The LSO and Gergiev in Brahms and Szymanowski 4
The first half of the 20th century must surely be one of the most richly creative periods in history. This was a time of great social and political change, spearheaded by two most devastating wars that saw death and destruction on a new level of cold efficiency. Rising from the ashes of this massive upheaval, the arts produced a glorious outpouring of works and ideas not seen since the renaissance and never on this scale. In the world of music, the flowering of talented composers born in the last quarter of the 19th century, produced an embarrassment of riches, to such an extent that it was possible to consign a composer as talented as Szymanowski to the second rank.
Following in the footsteps of Simon Rattle and Charles Dutoit, it is all credit to Valery Gergiev that he is also championing this miraculous, if still peripheral, composer. To hear this music so luxuriously played by the London Symphony Orchestra seemed like the perfect way to experience it. This music has a surface richness and virtuosity that cries out for a first-rate orchestra and a conductor in tune with the toughness at its core – certainly delivered in spades, in this most memorable concert.
Two works by Szymanowski occupied the substantial first half of the evening. Both late works, they show the composer at his most rounded and contained, while not losing that essential wildness and rapturous quality which are unique to him. The oddly categorised Symphony no. 4, “Symphonie Concertante” of 1932 is a piano concerto in all but name and as such easily stands up to comparison with the great works by Bartók and Prokofiev of the same period. As performed by Gergiev and his powerful pianist Denis Matsuev, this was a performance that struck one as energetic and bold, but also giving time for the work to breathe and expand as needed. In the first movement, the balance between the ruminative opening subject and the more dynamic second group of ideas was nicely maintained and the overall effect was passionate but organic. Matusev found just the right level of forcefulness and melting delicacy.
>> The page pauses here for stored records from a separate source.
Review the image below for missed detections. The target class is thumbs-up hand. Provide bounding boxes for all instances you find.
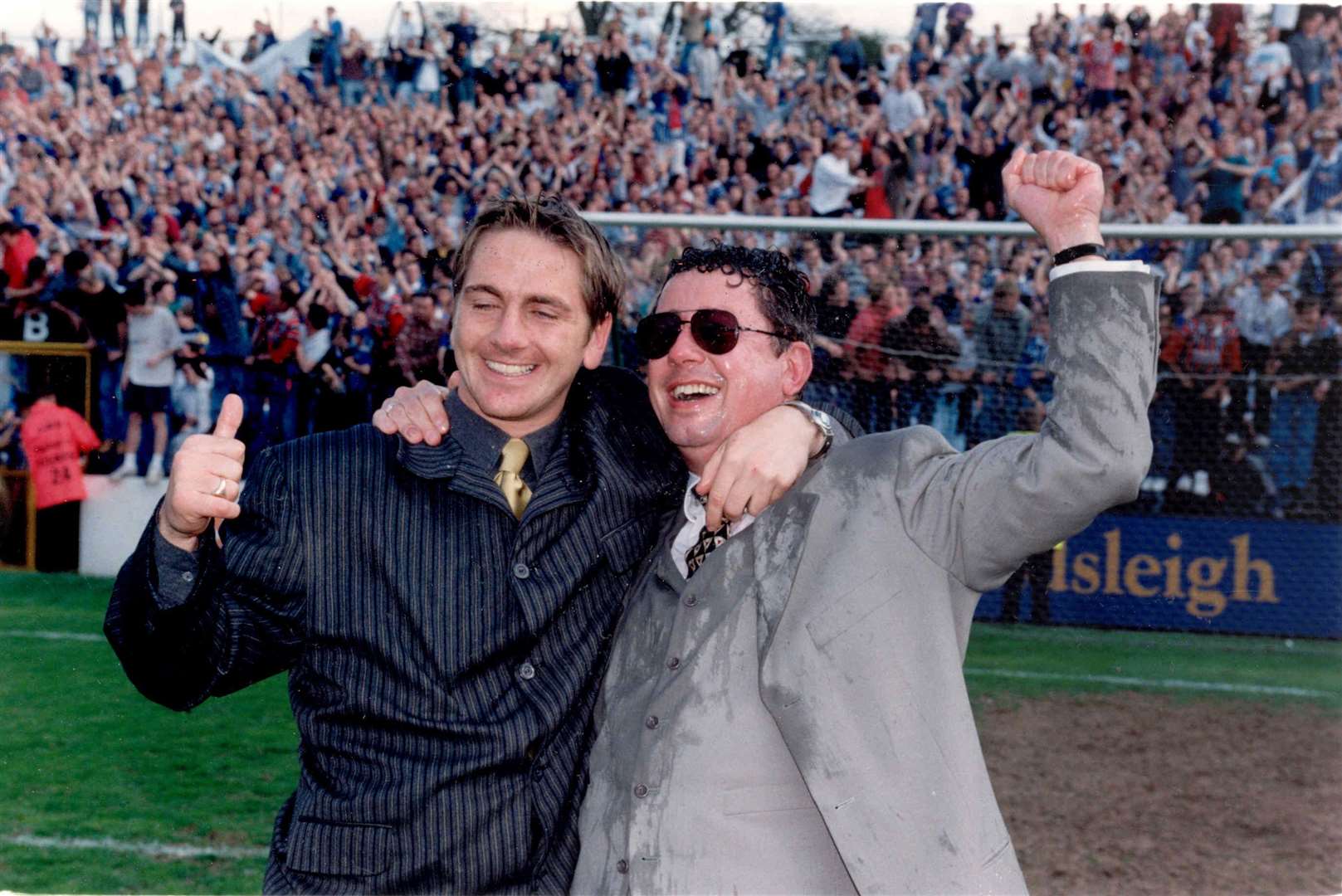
[159,394,247,551]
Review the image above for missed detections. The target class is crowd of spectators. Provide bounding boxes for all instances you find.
[0,0,1342,515]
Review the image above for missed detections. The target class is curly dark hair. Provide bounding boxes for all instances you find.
[657,241,816,354]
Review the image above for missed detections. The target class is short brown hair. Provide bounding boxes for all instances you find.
[452,193,624,326]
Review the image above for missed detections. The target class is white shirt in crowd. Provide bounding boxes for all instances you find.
[1231,285,1291,346]
[881,85,927,134]
[126,304,184,387]
[811,153,861,215]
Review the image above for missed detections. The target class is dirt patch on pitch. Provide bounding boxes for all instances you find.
[976,694,1342,896]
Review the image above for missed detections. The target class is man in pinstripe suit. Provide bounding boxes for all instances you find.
[105,200,815,894]
[386,150,1157,894]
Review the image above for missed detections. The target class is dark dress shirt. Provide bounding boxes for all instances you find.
[105,370,685,892]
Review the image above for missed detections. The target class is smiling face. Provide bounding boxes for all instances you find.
[648,271,811,472]
[452,229,611,436]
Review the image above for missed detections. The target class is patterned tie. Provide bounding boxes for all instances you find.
[685,523,729,581]
[494,439,531,519]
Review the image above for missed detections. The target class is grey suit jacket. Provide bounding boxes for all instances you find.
[580,272,1157,894]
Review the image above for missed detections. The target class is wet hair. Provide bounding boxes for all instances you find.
[452,193,624,326]
[657,241,816,354]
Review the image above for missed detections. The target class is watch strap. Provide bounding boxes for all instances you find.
[1053,243,1109,267]
[783,398,835,460]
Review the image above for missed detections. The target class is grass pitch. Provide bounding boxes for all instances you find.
[0,572,1342,894]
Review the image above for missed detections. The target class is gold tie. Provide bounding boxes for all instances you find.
[494,439,531,519]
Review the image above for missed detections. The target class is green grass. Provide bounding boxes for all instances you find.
[0,572,1342,894]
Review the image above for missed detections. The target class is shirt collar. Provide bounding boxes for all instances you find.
[683,472,755,537]
[447,389,564,485]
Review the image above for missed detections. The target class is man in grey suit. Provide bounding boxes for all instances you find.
[386,152,1157,894]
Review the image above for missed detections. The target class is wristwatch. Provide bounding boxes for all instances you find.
[783,398,835,460]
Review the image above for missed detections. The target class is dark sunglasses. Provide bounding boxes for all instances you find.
[633,309,793,361]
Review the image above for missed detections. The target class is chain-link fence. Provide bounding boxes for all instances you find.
[593,215,1342,637]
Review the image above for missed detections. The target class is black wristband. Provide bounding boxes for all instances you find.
[1053,243,1109,267]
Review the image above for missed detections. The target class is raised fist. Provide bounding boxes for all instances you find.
[1003,149,1105,254]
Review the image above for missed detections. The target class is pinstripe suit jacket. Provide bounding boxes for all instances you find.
[105,370,685,892]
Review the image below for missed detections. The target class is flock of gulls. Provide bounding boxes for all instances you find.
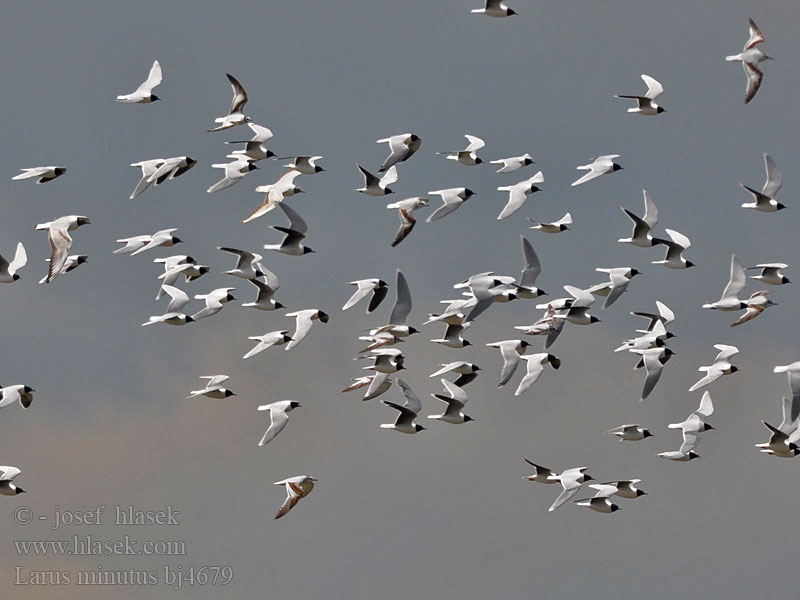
[0,0,800,519]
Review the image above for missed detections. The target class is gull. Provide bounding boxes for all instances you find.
[739,152,786,212]
[631,300,675,331]
[497,171,544,221]
[114,228,183,256]
[514,308,567,350]
[275,475,317,519]
[428,379,475,425]
[450,272,516,321]
[39,254,86,284]
[242,265,285,310]
[772,361,800,422]
[342,277,389,313]
[381,379,425,434]
[154,261,211,300]
[192,288,236,321]
[129,158,164,200]
[631,346,672,402]
[755,421,800,458]
[186,375,236,400]
[667,391,714,433]
[470,0,517,17]
[377,133,422,173]
[547,467,594,512]
[0,242,28,283]
[142,285,194,327]
[755,397,800,458]
[515,235,546,299]
[617,190,658,248]
[606,423,653,442]
[595,267,640,308]
[614,321,675,352]
[386,196,428,248]
[572,154,622,187]
[689,344,739,392]
[0,384,36,408]
[431,313,472,348]
[614,73,665,116]
[380,269,416,337]
[356,163,397,196]
[426,188,475,223]
[428,360,481,387]
[556,285,600,326]
[258,400,300,446]
[0,467,25,496]
[523,458,558,484]
[225,121,275,161]
[242,329,292,358]
[208,73,250,132]
[206,154,258,194]
[147,156,197,185]
[217,246,264,279]
[486,340,530,387]
[589,479,647,498]
[703,254,747,310]
[11,165,67,183]
[650,229,695,269]
[342,373,392,401]
[436,134,486,167]
[360,348,405,373]
[747,263,792,285]
[278,155,325,175]
[117,60,161,104]
[575,494,619,513]
[725,19,772,104]
[731,290,778,327]
[656,429,700,462]
[514,352,561,396]
[358,330,404,354]
[264,202,314,256]
[528,213,572,233]
[35,215,91,283]
[489,153,533,173]
[285,308,328,350]
[275,475,317,519]
[247,170,304,223]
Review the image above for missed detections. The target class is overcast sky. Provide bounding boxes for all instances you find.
[0,0,800,600]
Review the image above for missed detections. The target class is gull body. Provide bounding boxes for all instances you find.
[725,19,772,104]
[0,242,28,283]
[285,308,328,350]
[11,165,67,183]
[528,213,572,233]
[258,400,301,446]
[490,153,533,173]
[497,171,544,221]
[436,134,486,167]
[275,475,317,519]
[572,154,622,187]
[117,60,161,104]
[36,215,91,283]
[209,73,250,131]
[689,344,739,392]
[186,375,236,400]
[386,196,428,248]
[703,254,747,311]
[242,330,292,359]
[614,73,665,116]
[377,133,422,173]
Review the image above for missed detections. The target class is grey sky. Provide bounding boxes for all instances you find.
[0,0,800,600]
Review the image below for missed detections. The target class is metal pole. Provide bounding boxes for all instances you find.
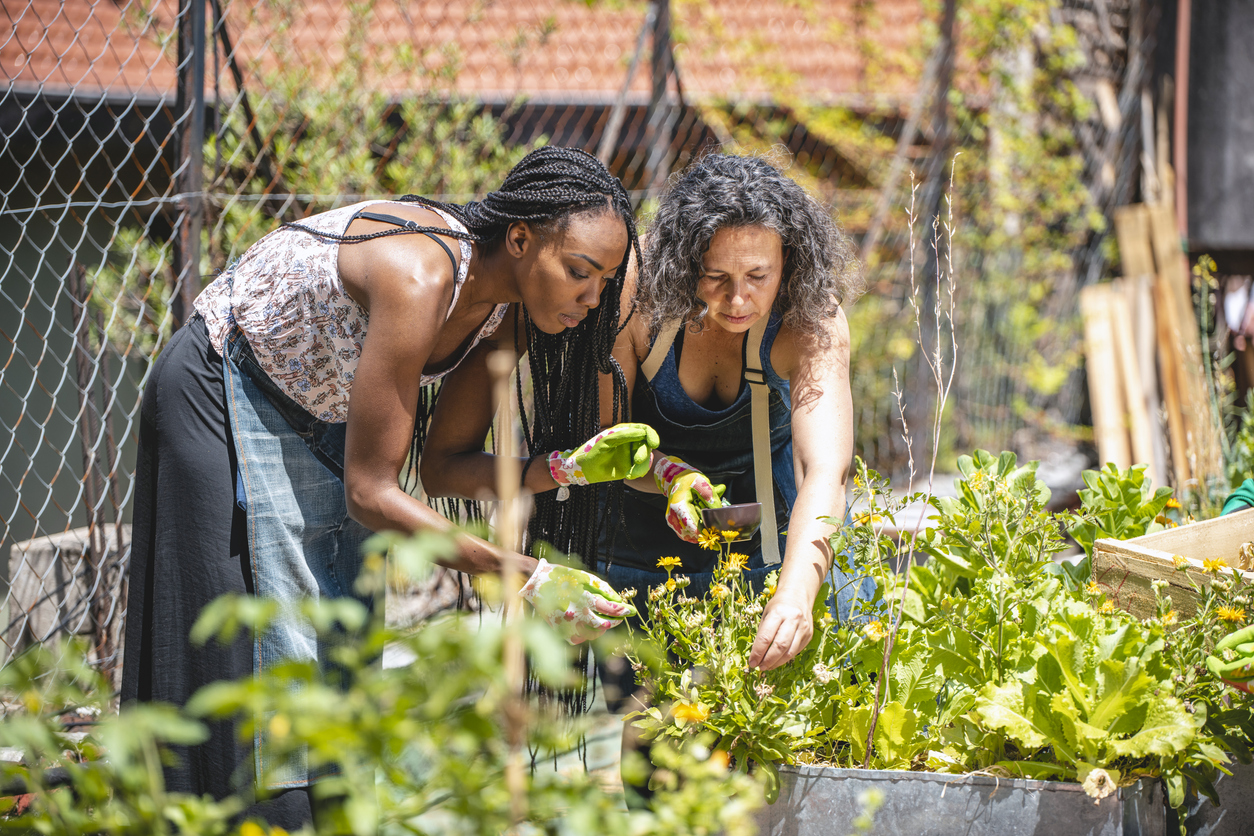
[173,0,206,325]
[645,0,673,196]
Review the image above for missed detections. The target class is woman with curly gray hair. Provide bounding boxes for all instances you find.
[598,154,869,697]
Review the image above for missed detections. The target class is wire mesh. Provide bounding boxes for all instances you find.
[0,0,1154,669]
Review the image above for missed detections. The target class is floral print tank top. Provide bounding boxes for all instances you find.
[196,201,509,422]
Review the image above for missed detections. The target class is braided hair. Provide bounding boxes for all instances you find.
[286,145,641,576]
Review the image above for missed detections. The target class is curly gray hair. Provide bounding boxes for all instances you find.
[637,154,861,336]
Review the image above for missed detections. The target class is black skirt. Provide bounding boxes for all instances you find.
[122,316,311,830]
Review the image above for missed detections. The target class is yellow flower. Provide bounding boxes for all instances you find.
[1201,558,1228,574]
[675,702,710,723]
[1215,605,1245,624]
[697,528,722,551]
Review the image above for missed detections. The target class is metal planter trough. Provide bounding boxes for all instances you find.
[757,766,1166,836]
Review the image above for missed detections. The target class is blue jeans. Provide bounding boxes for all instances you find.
[222,331,371,788]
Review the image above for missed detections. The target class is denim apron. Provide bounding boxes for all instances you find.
[222,317,374,790]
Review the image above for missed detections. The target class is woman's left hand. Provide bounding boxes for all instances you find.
[749,590,814,671]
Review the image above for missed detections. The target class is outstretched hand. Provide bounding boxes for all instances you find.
[520,559,636,644]
[749,592,814,671]
[548,424,658,488]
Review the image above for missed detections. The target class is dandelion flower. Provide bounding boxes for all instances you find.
[675,701,710,723]
[1083,768,1116,798]
[697,528,722,551]
[1215,604,1245,624]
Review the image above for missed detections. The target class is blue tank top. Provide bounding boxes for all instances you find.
[598,312,796,572]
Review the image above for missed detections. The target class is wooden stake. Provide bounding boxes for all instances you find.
[488,351,527,827]
[1080,285,1132,469]
[1107,280,1161,471]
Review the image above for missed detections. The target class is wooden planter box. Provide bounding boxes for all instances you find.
[757,766,1166,836]
[1093,509,1254,618]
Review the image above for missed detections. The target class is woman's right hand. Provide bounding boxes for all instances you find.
[548,424,658,488]
[653,456,727,543]
[520,559,636,644]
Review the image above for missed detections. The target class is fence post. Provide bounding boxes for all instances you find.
[173,0,206,325]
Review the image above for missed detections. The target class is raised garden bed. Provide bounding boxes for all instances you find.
[1093,509,1254,618]
[757,766,1166,836]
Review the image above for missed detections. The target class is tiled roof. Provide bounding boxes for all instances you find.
[0,0,924,102]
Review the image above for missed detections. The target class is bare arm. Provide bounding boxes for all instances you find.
[749,311,853,669]
[340,222,535,574]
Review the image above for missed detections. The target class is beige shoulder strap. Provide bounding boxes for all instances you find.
[744,316,780,567]
[640,320,682,381]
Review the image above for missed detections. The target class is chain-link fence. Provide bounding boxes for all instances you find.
[0,0,1154,667]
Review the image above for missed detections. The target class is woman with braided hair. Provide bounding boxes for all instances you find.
[122,147,657,828]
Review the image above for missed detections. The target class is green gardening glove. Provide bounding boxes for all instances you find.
[548,424,658,499]
[520,560,636,644]
[1206,624,1254,693]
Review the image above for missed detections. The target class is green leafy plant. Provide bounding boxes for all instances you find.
[0,535,762,836]
[637,450,1249,822]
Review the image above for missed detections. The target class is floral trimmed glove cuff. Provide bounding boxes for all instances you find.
[548,424,658,488]
[522,560,636,644]
[653,456,727,543]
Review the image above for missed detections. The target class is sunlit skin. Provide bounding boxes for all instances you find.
[339,204,627,574]
[602,226,853,669]
[420,212,628,499]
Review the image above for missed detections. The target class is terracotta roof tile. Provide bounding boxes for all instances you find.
[0,0,923,100]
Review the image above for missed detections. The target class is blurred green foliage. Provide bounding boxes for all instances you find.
[0,535,762,836]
This latter quality was much in evidence in the second movement with its piano part gently accompanying solos from the strings and woodwind, while always being somehow in control of the musical flow. In the great central climax the sense of elation overflows into a great string melody, which once again melts into the piano roulades, all beautifully judged by Gergiev and Matsuev. In the final movement all these positive musical qualities once again surfaced to produce and an exciting and satisfying conclusion to an excellent performance of an inspired work. The frenetic Polish highland dance that ends the work took the breath away with its controlled power.
The secret to performing Szymanowski’s music, so clearly understood by Gergiev in these performances, is to hold onto that fine line between classical restraint and total abandon and then to make it all sound completely spontaneous. This he and his soloist Leonidas Kavakos achieved even more successfully in their performance of the Violin Concerto no. 2 that followed. Perhaps a greater work that the symphony and possibly its composer’s best work, this concerto has all the ingredients that make Szymanowski so exceptional. Gergiev and Kavakos certainly got to its core.
Once again, it’s all about balance, and Kavakos took as his starting point a reasonable mid-point of restraint. The opening passage was warm but not effusive, and this mesmerising stillness once created, he was able to return to it as the music required. At other times he opened out with a lusher sound, or in tougher folk dance passages, he would dazzle with rock-solid rhythmic impetus and thrilling double-stopping. The ebb and flow of this piece was so wonderfully captured, that I’m sure many of the audience left this performance wondering why the they hadn’t heard it before and or why it wasn’t in the repertoire of most concert violinists.
And then we ended with the Brahms. Odd bedfellows, you might think, but somehow it worked. Brahms is another composer that needs a fine balancing act between restraint and passion, and the Symphony no. 4 is the most perfect example of this duality in his orchestral music. If performed as it was by the Gergiev and the LSO, it sounded strangely reminiscent of Wagner or Bruckner, but with many fewer of the former’s longueurs or the obsessive “logic” of the latter. It certainly put paid to Britten’s insistence that Brahms’ music was “dull”, “stolid”, “pretentious”. There was not, as you might be forgiven for expecting, a touch of Tchaikovsky or even a Russian accent.
The first movement tempo seemed initially to be a little leisurely, but then it became obvious that Gergiev’s overall conception was to emphasise the grand sweep, leading the inevitably to the climatic coda.